Kurdistan dağlarına ulaştığında daha önce hiç görmediği güzelliklerle karşılaşan Şîndar yoldaşımız, Zagrosların ihtişamlı doğasına hayran kaldı. Dağlarda bir kelebeğin sonsuzluğa kanat çırpması gibi kendisini özgür hissetti. Bunun gerilla ve dağ yaşamından kaynaklandığının bilincinde olan yoldaşımız, bu nedenle bu yaşamın yaratıcısı Rêber Apo ve şehitler gerçekliğini daha fazla anlamanın çabasında oldu. Bunun da ancak eğitimlerle mümkün olacağının farkında olan yoldaşımız, başta ideolojik eğitimler olmak üzere tüm eğitimlere aktif bir katılım sağladı. Rêber Apo felsefesini anlamak için sürekli soru soran ve yoğunlaşan Şîndar yoldaşımız, öğrendiği her bilgiyi yaşamsallaştırmak için eşsiz bir çabanın sahibi oldu. Özellikle kadın özgürlüğü konusunda son derece duyarlı olan Şîndar yoldaşımız, Önderliğimizin bu konudaki çözümleme ve değerlendirmeleri üzerine yoğunlaşarak özgür kadın ilkelerini kişiliğinde temsil etmeyi başardı. Yine halk gerçekliğimizi daha fazla bilince çıkaran yoldaşımız, halkımızın maruz kaldığı asimilasyon ve soykırım saldırılarının etkilerini kişiliğinde çözümledi. Yine kapitalist sistemin üzerinde yarattığı etkileri de çözümleyen yoldaşımız, bunları birer mücadele gerekçesi yaparak aştı. Böylece özgür bir kadın militan olarak kendisini ideolojik olarak tüm çalışmalar için hazır hissetti. Fakat Kurdistan şartlarında bunun yeterli olmayacağının bilincinde olan Şîndar yoldaşımız, halkımızın soykırımla yüz yüze olduğu bir dönemde mutlaka askeri anlamda da kendisini geliştirmesi gerektiğini düşündü. Bu temelde gerilla savaş sanatına büyük bir ilgi ile yaklaşan yoldaşımız, gerillacılığın tüm ayrıntıları öğrenmek için büyük bir çabanın sahibi oldu. Azmi ve hırsıyla kısa sürede yetkin bir YJA Star gerillası olan yoldaşımız, bu özellikleri nedeniyle tüm yoldaşlarının saygısını kazandı.

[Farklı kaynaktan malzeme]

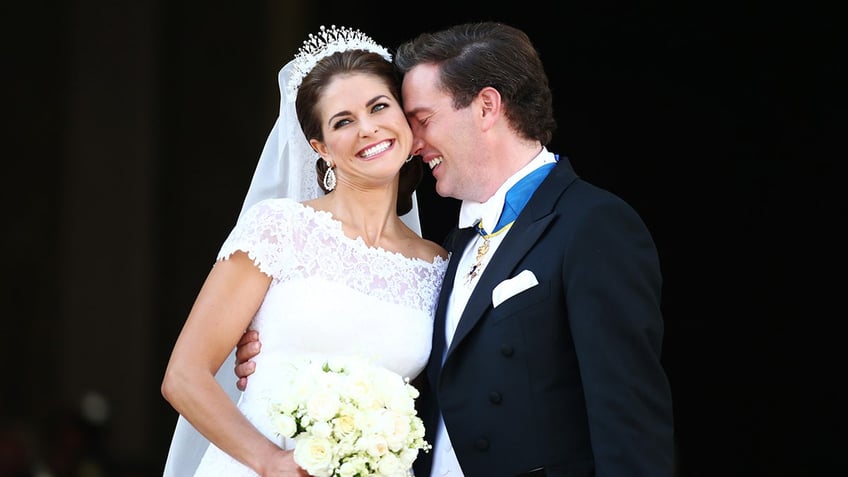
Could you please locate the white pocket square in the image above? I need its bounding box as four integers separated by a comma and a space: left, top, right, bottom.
492, 270, 539, 307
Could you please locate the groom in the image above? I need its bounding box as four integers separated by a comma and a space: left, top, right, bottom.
236, 22, 674, 477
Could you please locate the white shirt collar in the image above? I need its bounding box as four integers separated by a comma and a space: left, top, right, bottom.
459, 147, 556, 232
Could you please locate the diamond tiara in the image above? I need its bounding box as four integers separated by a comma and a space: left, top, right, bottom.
288, 25, 392, 101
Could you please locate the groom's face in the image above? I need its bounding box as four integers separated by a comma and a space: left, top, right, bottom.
401, 64, 485, 200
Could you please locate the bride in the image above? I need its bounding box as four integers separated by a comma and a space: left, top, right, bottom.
162, 27, 447, 477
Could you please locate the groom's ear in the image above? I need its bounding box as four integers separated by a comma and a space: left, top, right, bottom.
471, 86, 503, 131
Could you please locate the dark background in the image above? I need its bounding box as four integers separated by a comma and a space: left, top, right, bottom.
0, 0, 846, 477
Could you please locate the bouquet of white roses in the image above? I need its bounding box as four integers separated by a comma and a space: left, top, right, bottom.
271, 358, 431, 477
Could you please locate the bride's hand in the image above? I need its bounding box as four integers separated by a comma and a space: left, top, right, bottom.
261, 450, 309, 477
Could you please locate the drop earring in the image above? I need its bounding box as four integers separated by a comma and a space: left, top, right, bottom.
324, 161, 336, 192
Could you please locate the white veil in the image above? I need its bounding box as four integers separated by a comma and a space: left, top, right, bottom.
163, 56, 421, 477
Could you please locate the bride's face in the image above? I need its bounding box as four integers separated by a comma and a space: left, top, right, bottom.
311, 73, 412, 187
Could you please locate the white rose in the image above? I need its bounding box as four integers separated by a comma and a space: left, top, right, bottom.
294, 435, 333, 477
377, 452, 409, 477
306, 390, 339, 421
271, 413, 297, 437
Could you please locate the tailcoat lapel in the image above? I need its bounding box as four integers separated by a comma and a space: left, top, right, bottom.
428, 227, 477, 383
444, 158, 577, 360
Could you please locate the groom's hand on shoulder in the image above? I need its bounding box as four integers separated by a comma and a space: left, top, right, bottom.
235, 330, 262, 391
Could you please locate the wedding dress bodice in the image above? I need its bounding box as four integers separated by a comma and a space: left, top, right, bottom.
190, 199, 447, 476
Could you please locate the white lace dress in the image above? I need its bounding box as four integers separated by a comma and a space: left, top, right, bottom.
190, 195, 447, 477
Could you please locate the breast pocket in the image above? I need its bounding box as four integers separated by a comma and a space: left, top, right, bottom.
491, 282, 551, 324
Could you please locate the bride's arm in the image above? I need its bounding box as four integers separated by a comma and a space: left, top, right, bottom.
162, 252, 294, 474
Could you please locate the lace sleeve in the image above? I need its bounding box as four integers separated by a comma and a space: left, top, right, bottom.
218, 199, 300, 276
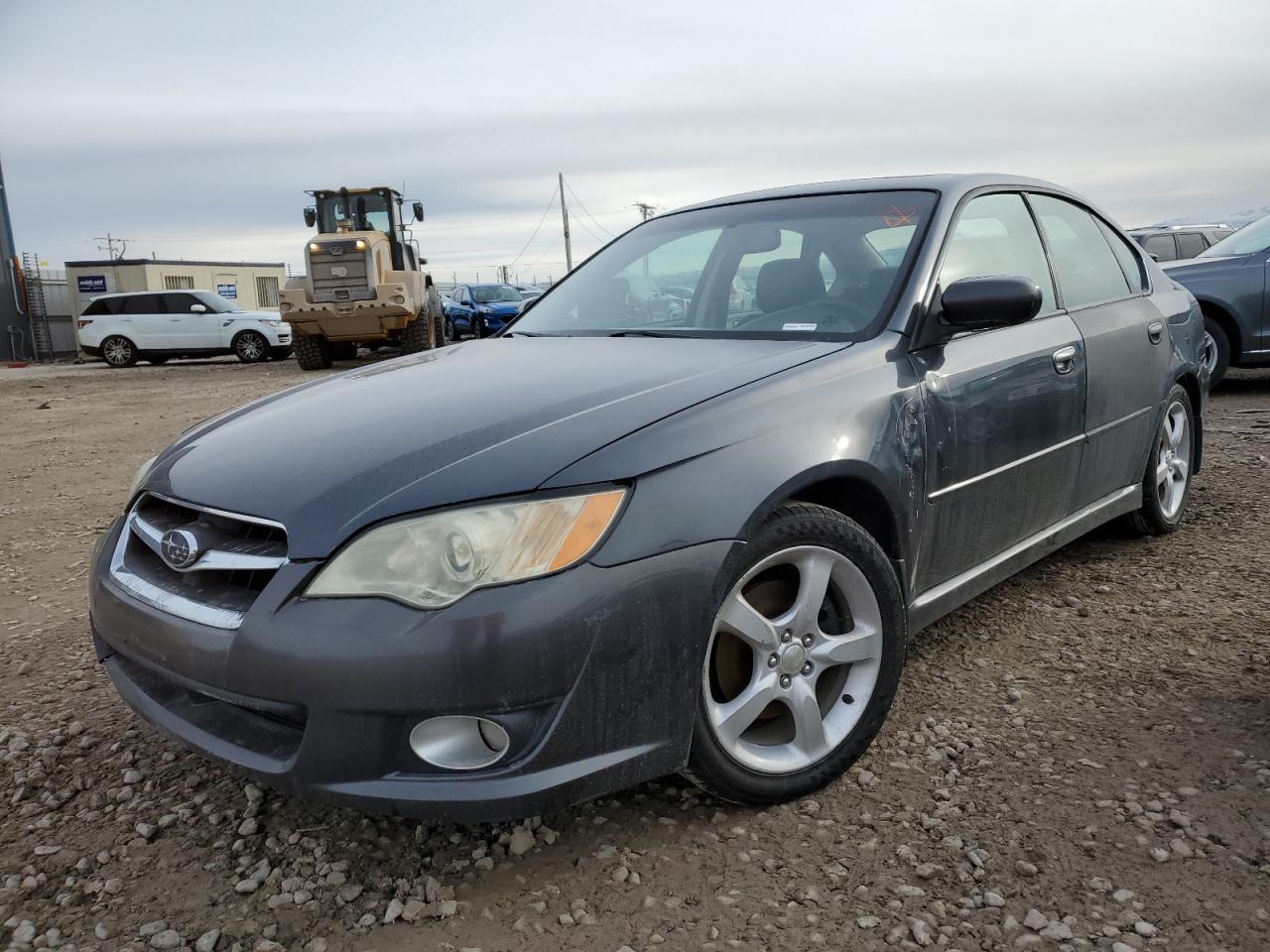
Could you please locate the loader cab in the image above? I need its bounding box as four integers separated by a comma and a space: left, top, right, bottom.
305, 187, 423, 271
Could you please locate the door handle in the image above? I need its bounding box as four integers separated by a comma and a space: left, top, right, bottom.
1054, 346, 1076, 373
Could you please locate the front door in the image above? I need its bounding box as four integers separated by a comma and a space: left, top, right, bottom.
1028, 194, 1172, 509
164, 292, 228, 353
913, 193, 1085, 591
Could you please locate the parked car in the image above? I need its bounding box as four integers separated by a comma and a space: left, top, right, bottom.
78, 291, 291, 367
444, 285, 523, 340
1128, 225, 1234, 262
90, 176, 1206, 821
1165, 214, 1270, 385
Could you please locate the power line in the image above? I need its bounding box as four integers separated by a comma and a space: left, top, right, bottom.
508, 185, 560, 268
564, 181, 617, 237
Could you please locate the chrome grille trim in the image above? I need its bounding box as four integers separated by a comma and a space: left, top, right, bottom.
109, 493, 289, 631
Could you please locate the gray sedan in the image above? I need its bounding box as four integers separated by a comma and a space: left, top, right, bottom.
91, 176, 1206, 820
1163, 214, 1270, 384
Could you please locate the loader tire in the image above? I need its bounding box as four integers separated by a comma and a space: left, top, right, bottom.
294, 337, 331, 371
401, 314, 432, 354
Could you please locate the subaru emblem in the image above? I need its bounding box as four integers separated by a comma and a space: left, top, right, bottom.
159, 530, 202, 570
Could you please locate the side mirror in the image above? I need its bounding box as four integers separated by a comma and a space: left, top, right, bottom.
940, 278, 1040, 330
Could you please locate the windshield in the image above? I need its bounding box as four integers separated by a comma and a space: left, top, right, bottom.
318, 195, 393, 235
512, 191, 935, 340
1197, 214, 1270, 258
472, 285, 522, 304
194, 291, 242, 313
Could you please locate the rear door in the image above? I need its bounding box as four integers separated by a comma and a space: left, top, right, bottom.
1028, 194, 1171, 508
115, 295, 172, 350
913, 191, 1084, 591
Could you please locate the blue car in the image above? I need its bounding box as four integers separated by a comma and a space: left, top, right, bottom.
445, 285, 525, 340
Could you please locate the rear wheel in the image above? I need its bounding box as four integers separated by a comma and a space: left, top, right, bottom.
295, 336, 331, 371
101, 336, 137, 367
687, 503, 906, 806
1201, 316, 1230, 387
234, 330, 269, 363
401, 313, 432, 354
1129, 386, 1195, 536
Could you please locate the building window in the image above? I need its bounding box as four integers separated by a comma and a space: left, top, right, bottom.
255, 278, 278, 307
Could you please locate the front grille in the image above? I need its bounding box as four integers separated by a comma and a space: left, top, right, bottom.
309, 241, 375, 303
110, 493, 287, 630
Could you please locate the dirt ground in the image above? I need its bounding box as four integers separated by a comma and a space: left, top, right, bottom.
0, 362, 1270, 952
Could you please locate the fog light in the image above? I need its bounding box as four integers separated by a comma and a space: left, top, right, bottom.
410, 715, 511, 771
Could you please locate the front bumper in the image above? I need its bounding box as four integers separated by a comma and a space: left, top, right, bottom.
90, 526, 734, 822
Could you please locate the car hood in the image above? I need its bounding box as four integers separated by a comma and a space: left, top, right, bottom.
1160, 255, 1247, 276
145, 337, 843, 558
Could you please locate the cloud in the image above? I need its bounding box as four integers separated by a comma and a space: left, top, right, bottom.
0, 0, 1270, 274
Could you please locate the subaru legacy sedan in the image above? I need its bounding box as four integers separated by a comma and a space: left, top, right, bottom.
91, 176, 1206, 821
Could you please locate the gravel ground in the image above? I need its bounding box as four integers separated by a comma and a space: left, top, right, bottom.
0, 362, 1270, 952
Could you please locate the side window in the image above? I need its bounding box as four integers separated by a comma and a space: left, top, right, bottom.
119, 295, 165, 316
1178, 231, 1207, 258
163, 295, 202, 313
1098, 219, 1149, 292
1029, 195, 1129, 309
1142, 235, 1178, 262
940, 193, 1057, 314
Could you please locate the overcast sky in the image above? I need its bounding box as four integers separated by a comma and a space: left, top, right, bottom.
0, 0, 1270, 281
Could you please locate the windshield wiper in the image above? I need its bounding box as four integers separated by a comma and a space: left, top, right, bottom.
608, 330, 693, 337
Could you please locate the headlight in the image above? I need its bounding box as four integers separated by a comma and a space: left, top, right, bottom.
128, 453, 159, 499
305, 489, 626, 608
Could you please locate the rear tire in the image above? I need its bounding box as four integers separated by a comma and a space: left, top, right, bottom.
232, 330, 269, 363
1128, 384, 1195, 536
401, 313, 432, 354
685, 503, 907, 806
101, 334, 137, 368
295, 336, 331, 371
1203, 314, 1230, 387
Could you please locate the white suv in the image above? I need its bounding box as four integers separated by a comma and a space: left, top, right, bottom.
78, 291, 291, 367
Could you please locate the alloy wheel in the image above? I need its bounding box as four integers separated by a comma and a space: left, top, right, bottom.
702, 545, 883, 774
1156, 400, 1192, 520
101, 337, 132, 367
237, 334, 266, 362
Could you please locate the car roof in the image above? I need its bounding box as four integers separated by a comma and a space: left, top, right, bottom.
92, 289, 212, 300
668, 173, 1083, 214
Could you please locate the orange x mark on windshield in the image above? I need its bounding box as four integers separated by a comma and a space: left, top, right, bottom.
881, 205, 917, 228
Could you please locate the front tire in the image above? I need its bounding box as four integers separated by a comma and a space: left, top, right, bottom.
234, 330, 269, 363
295, 336, 331, 371
1202, 314, 1230, 387
686, 503, 906, 806
101, 335, 137, 368
1129, 384, 1195, 536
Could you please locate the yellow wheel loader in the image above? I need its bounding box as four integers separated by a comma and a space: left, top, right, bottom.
278, 185, 445, 371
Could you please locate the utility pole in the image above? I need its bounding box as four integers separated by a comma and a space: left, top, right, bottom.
94, 231, 128, 262
559, 172, 572, 273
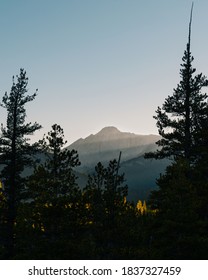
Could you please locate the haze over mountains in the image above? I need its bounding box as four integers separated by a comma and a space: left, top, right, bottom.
67, 126, 168, 200
67, 126, 160, 167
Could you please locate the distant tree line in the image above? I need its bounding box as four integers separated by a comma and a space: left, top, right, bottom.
0, 8, 208, 259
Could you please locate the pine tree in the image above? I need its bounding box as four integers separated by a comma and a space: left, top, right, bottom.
145, 6, 208, 163
0, 69, 41, 258
28, 124, 80, 202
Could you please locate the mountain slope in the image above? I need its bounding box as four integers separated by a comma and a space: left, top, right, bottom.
67, 127, 160, 167
67, 127, 169, 201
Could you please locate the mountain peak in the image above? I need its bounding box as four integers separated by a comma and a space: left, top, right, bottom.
97, 126, 121, 135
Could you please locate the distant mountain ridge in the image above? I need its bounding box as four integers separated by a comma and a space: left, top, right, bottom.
67, 126, 160, 166
67, 126, 169, 201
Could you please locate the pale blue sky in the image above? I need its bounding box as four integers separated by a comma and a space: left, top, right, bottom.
0, 0, 208, 144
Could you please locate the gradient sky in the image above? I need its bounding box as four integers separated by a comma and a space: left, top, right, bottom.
0, 0, 208, 144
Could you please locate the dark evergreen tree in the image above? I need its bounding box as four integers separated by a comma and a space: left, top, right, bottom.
0, 69, 41, 258
146, 6, 208, 259
24, 124, 81, 259
29, 124, 80, 201
146, 6, 208, 163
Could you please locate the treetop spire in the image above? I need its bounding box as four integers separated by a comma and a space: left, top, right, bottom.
188, 2, 194, 49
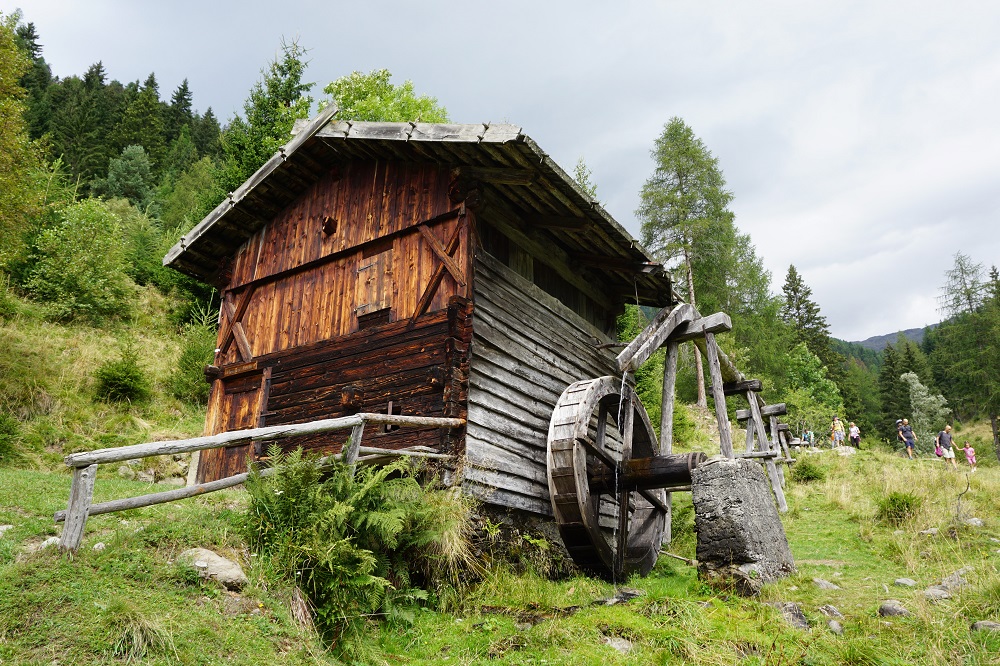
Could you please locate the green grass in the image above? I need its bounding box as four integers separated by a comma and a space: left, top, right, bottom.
0, 444, 1000, 664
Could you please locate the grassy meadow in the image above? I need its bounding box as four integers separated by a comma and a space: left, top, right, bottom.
0, 290, 1000, 666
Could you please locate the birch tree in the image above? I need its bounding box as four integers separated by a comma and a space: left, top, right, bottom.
636, 117, 733, 406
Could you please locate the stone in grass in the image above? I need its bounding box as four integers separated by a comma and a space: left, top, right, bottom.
924, 585, 951, 601
604, 636, 632, 654
817, 604, 844, 619
972, 620, 1000, 632
878, 599, 910, 617
177, 548, 247, 590
691, 458, 795, 596
813, 578, 840, 590
939, 567, 972, 592
768, 601, 809, 629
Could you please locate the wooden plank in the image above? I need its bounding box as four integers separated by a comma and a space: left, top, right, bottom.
65, 413, 465, 468
705, 331, 733, 458
453, 166, 538, 185
343, 421, 365, 467
617, 303, 703, 372
59, 464, 97, 553
417, 226, 465, 287
410, 220, 464, 323
736, 402, 788, 421
722, 379, 764, 395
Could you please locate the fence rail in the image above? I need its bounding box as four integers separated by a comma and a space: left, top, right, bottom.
60, 413, 465, 552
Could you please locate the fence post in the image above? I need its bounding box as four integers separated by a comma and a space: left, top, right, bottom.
59, 464, 97, 553
341, 420, 365, 468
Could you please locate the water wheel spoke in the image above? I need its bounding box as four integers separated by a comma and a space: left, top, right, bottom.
548, 377, 669, 581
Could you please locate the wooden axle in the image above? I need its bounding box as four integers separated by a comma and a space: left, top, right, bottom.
587, 451, 707, 493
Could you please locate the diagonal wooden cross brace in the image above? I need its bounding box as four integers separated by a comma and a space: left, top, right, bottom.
219, 285, 254, 361
410, 216, 468, 324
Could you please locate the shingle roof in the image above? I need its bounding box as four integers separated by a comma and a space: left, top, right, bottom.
163, 105, 674, 305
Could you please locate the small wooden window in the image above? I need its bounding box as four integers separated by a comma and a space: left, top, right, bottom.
354, 248, 395, 328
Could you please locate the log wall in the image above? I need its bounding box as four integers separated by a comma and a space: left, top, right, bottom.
198, 297, 472, 482
216, 162, 460, 365
462, 254, 616, 516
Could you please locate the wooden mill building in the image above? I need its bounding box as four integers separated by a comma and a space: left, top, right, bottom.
164, 107, 676, 515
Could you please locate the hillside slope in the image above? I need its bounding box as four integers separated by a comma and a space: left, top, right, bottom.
0, 438, 1000, 665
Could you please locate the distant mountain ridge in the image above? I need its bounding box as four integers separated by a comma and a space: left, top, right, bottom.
851, 324, 937, 352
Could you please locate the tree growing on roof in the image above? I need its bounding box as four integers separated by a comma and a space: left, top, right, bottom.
636, 117, 733, 406
222, 41, 313, 191
323, 69, 448, 123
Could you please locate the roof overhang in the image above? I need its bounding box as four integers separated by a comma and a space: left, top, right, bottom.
163, 105, 677, 306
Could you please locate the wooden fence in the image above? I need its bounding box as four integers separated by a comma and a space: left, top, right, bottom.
55, 413, 465, 552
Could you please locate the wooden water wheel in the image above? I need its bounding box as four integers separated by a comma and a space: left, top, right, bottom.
547, 377, 676, 581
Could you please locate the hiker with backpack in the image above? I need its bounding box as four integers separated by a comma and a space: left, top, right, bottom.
934, 425, 958, 472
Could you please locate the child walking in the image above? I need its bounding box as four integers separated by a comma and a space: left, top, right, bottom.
962, 440, 976, 472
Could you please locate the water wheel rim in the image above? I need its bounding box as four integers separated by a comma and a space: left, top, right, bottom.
547, 376, 669, 580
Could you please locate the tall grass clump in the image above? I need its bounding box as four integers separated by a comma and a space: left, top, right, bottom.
875, 491, 923, 527
245, 446, 472, 650
792, 458, 826, 483
94, 339, 152, 403
104, 599, 177, 664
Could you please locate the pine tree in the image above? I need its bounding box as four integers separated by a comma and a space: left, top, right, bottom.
0, 13, 41, 246
636, 117, 733, 406
164, 79, 194, 143
191, 107, 222, 157
113, 74, 166, 173
878, 345, 912, 443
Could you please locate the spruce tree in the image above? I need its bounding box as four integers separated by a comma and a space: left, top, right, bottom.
114, 74, 166, 173
878, 344, 912, 442
164, 79, 194, 144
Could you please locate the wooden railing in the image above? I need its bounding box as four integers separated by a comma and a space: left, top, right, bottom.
55, 413, 465, 552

Eğitimini başarılı bir şekilde tamamlayan Şîndar yoldaşımız, büyük bir heyecan ve coşku ile pratik çalışmalara yöneldi. Xakurkê bölgesinde çalışmalara dahil olan yoldaşımız; girişken, aktif ve fedakar bir katılımın sahibi oldu. Emekçi yönü ön planda olan Şîndar yoldaşımız, adım adım kendisini yaratmayı başardı. Kadın özgürlük çizgisinin yılmaz bir savaşçısı ve savunucusu olan yoldaşımız, birlikte mücadele ettiği yoldaşlarında da bu bilincin kökleşmesi için mücadele etti. Türk devletinin başta Medya Savunma Alanları olmak üzere tüm gerilla alanlarına yönelik saldırı başlatması üzerine savaşın yoğun yaşandığı alanlara geçmek isteyen Şîndar yoldaşımız, bunun için ısrarcı oldu. Fakat aldığı örgüt ahlak ve terbiyesi nedeniyle tüm çalışmalara aynı ciddiyet ve kararlılıkla katılan yoldaşımız, Apocu devrimciliği kişiliğinde temsil etmeyi başardı.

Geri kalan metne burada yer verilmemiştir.